Still in his first year, Strouse can do nothing but speculate with enthusiasm on what the recently clinched October baseball will be like. “Will my job change specifically? Yes, it already has. Think about it — let’s assume that we make the playoffs, we don’t know where we’re going or who we’re playing but we will have to go away someplace: San Francisco, San Diego, Colorado. And you’ve got to have hotel rooms in place, you have to have the charters lined up, have to have the arrangements for the owners and other people to go there. All of that, that’s just a very small part of it, but that’s something you have to think about.”
Despite the practiced confidence with which Strouse catalogs his responsibilities, there is a hint of humility at the start of every answer — quickly overshadowed when lingering on topics of law and business but emerging again to dispel any misplaced accusations of celebrity.
“Most people think ‘Oh you’re here … you’re meeting with all the players.’ When I took this job, I remember going home and telling my wife and my daughters. My youngest daughter was jumping up and down saying ‘When’s Ryan Howard coming home for dinner?’ Well, that’s not going to happen,” says Strouse. But then again, when pressed he admits that he has, in fact, met the All-Star — and most of the team.

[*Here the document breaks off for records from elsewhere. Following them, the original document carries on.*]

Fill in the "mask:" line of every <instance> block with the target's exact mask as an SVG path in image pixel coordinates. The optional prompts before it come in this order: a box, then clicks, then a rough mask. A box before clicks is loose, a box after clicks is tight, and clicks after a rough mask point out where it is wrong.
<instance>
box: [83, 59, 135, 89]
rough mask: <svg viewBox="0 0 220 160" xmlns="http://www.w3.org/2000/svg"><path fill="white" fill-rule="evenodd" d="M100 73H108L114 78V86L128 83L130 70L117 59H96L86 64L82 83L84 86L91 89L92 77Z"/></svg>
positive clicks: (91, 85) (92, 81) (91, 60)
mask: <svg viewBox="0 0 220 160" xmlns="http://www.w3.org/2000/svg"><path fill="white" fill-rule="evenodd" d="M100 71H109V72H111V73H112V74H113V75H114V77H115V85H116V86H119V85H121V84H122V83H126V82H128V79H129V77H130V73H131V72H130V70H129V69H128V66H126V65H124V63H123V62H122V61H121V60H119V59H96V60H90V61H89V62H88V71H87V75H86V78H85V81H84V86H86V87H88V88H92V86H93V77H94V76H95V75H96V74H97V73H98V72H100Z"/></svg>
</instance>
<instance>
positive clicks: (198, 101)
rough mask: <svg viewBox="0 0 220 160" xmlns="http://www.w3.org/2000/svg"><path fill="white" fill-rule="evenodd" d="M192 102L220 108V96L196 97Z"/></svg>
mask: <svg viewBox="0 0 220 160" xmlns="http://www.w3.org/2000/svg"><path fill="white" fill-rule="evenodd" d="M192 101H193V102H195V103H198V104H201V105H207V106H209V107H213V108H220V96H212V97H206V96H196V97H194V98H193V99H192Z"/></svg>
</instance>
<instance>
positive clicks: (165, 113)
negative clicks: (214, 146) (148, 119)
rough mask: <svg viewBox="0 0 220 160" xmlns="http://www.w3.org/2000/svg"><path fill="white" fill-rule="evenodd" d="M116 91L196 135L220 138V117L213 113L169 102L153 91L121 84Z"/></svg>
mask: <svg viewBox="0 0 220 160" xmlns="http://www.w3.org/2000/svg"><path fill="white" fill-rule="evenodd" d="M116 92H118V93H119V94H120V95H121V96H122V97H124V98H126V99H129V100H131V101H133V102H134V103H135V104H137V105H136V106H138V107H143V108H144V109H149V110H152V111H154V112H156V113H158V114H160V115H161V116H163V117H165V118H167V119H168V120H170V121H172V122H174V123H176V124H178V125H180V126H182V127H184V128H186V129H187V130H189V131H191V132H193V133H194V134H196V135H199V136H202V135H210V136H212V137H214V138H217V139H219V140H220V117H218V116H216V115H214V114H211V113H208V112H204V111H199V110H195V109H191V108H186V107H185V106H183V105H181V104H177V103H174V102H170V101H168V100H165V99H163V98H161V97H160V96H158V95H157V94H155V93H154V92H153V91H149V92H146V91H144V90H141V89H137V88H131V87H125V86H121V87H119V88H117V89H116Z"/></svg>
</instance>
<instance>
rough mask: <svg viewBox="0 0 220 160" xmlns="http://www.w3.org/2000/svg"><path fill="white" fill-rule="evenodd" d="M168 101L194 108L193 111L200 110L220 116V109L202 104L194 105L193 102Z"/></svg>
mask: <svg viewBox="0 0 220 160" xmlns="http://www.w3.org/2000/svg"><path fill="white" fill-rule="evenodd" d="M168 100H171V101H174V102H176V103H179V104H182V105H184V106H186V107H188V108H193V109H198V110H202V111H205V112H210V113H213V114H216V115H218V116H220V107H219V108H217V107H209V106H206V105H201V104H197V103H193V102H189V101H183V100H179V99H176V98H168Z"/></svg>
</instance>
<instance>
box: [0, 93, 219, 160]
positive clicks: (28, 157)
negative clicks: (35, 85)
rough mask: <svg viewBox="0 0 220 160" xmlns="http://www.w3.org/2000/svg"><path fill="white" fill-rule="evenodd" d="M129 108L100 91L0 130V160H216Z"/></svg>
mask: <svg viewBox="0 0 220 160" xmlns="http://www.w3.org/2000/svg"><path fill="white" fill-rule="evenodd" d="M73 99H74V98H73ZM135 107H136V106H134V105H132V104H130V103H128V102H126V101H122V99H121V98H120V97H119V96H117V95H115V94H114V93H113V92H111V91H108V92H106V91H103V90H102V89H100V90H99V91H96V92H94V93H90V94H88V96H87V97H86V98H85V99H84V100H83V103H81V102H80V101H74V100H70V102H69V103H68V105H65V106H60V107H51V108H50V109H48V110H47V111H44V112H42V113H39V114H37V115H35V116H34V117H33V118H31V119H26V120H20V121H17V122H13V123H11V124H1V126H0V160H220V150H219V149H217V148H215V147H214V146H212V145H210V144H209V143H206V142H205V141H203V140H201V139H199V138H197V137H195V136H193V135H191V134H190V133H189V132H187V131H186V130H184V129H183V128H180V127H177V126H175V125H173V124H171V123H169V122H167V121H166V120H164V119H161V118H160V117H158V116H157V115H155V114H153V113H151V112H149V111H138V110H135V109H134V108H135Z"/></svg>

Most of these introductions came while in Florida this spring, a time Strouse recalls with noticeable nostalgia. “Spring training is awesome. It’s one of the greatest times in the world. It’s spring; everything is renewing, so much less formal. You get to meet the players. You work in the morning; there will be a game in the afternoon. You go watch the game, come back in the fifth inning to check emails and return phone calls and go back to the game,” his voice belaying a sense of wonder at his own fortune for the first time.
But it’s really just the location that distinguishes spring training from the regular season as far as job perks for the Phillies’ General Counsel. Strouse reluctantly confirms the rumor that, should he choose (although his two school-age daughters have prevented him from exploiting this opportunity), he is welcome to attend not only every home game (he need only step outside his office to find himself amidst the fanciest seating in the stadium) but every away game as well. And should the Phillies be so lucky, the deal gets even sweeter: “This is a very, very generous organization so it’s been tradition that in the World Series, for the away games, all full-time office employees and a guest are invited to go. All 200.”
If the Phils make it to baseball’s biggest stage it won’t be Strouse’s first World Series game. His first opportunity to experience the hysteria came last year, just after he learned that after a lifetime as a Phillies fan (to date, his favorite player is right fielder Johnny Callison) he was going to get to work with the organization and, as he jokes with friends, “get paid to watch baseball.” His whole family was invited down to the stadium to meet team executives and watch one of the most important games of the year.
Strouse recalls a story his eldest daughter, a high schooler with more important things to think about than baseball, recounted to him. Prior to attending the game she attempted to empathize with a friend who complained that his parents were insisting he attend a family friend’s bat mitzvah. “I know what you mean,” she said, “my dad is making me go to the World Series.”